在洛天看来,江轻绾语气奶凶奶凶的,嗓音细得像初春抽芽的嫩柳丝,软绵轻飘,稍稍抬高音量便发颤,每一字都轻得怕吹散,带着一点不易察觉的鼻音,听着单薄易碎,确实难以发现是男儿,只是听起来似乎有些耳熟。
洛天看着面前“小女孩”那副紧张到几乎要哭出来的模样,心中竟生出几分促狭之意。
这方世界好像还没有这个梗,念及至此,他愈发觉得有趣,于是将身子微前倾,凑近了些,压低了声音,语气里玩味:
“你也不想让别人知道,你其实是男子身吧?”
江轻绾猛地一颤,下意识后撤两步,双手拢紧上半身的白肉。眼睫轻轻发颤,眼底终是飞快浮起一层水光,泪珠悬在眶边泫然欲滴。
他唇瓣微抿,一时一句完整的话都说不出,心底翻涌着惊惧。
江轻绾太清楚合欢宗的规矩,自己男扮女装,一旦身份败露,便可能因为自瞒性别,很可能被认作其他宗派来的卧底,遭受他以前看都不敢看的恐怖刑法。
——毕竟,没有男人会打扮成女子的模样。
洛天想要坐起身来,却发现自己的手还被反绑在背后,他拱了拱身子,却只是徒劳地在地上蛄蛹了一下,他叹了口气,差点忘记自己是被合欢宗俘虏的状态。
看着水中那双泛红的眼眶,洛天心中却飞快地闪过几个念头。
他沉默片刻,忽然开口,声音比方才柔和了几分:
“姑娘……或者说,这位公子?”
江轻绾猛地一僵。
“你不用紧张,”洛天继续道,语气不急不缓,“我没有恶意。你的秘密,我不会说出去。”

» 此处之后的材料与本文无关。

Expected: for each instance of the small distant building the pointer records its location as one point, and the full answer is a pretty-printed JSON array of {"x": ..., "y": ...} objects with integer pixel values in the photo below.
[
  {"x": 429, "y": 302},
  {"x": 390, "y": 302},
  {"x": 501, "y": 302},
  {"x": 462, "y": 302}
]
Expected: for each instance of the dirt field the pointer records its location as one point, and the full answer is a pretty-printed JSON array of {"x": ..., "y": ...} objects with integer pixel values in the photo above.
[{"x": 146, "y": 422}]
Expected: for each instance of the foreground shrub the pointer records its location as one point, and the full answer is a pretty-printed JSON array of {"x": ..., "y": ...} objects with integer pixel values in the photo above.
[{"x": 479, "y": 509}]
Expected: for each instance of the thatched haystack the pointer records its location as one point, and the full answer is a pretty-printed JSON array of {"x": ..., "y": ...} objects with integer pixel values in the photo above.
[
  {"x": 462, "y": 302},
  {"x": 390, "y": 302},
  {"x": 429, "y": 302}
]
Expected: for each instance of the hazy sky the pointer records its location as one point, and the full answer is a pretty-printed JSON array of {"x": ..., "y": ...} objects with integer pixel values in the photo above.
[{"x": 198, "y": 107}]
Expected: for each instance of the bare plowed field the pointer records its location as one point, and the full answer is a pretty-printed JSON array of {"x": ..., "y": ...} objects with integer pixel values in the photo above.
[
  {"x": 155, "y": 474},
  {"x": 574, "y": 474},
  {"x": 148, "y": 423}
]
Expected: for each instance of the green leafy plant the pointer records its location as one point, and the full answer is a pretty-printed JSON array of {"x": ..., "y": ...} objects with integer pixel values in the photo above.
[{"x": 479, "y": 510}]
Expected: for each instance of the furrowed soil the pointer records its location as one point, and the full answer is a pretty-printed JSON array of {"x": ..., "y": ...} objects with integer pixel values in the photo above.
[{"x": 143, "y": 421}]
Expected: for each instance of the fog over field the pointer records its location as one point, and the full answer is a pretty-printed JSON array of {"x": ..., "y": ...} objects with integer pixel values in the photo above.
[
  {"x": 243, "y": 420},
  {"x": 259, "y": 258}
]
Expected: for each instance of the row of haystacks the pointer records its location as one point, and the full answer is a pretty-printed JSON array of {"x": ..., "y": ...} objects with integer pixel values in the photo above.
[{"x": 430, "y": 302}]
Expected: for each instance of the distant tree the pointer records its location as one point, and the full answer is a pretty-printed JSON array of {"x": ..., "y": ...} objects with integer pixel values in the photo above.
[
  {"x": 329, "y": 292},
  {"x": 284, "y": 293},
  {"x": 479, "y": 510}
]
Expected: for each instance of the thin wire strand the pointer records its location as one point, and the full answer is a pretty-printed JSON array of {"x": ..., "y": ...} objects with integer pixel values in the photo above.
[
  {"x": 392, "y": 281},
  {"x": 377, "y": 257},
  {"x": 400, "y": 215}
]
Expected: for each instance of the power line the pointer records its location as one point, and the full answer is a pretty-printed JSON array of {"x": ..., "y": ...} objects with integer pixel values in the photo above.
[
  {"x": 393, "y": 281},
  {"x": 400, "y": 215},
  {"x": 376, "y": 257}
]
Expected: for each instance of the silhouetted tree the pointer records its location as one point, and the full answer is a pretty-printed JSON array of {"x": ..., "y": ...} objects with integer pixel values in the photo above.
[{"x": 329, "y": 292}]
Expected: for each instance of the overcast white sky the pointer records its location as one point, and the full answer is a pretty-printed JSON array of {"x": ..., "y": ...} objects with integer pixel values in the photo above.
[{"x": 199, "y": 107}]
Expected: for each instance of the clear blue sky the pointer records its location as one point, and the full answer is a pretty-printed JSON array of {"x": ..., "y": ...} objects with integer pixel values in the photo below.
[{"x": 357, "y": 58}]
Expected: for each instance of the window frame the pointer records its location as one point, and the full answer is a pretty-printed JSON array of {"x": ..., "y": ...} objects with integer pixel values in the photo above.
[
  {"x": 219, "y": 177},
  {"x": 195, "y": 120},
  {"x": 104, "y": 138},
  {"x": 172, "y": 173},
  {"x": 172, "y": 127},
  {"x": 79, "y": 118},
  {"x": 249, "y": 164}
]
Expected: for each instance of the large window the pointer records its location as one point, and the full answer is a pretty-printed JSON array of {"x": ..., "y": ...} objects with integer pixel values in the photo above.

江轻绾猛地转过头来,眼眶红红的,却强撑着凶狠:“你……你以为我会信你?”
“你可以不信。”洛天淡淡地说,“但你现在还有别的选择吗?”
江轻绾咬着唇,没有说话。
“我可以帮你保密。”洛天看着她,目光平静而真诚,“不仅如此,我还可以帮你。你在合欢宗潜伏,一定有你的目的——我可以成为你的掩护,成为你的帮手。”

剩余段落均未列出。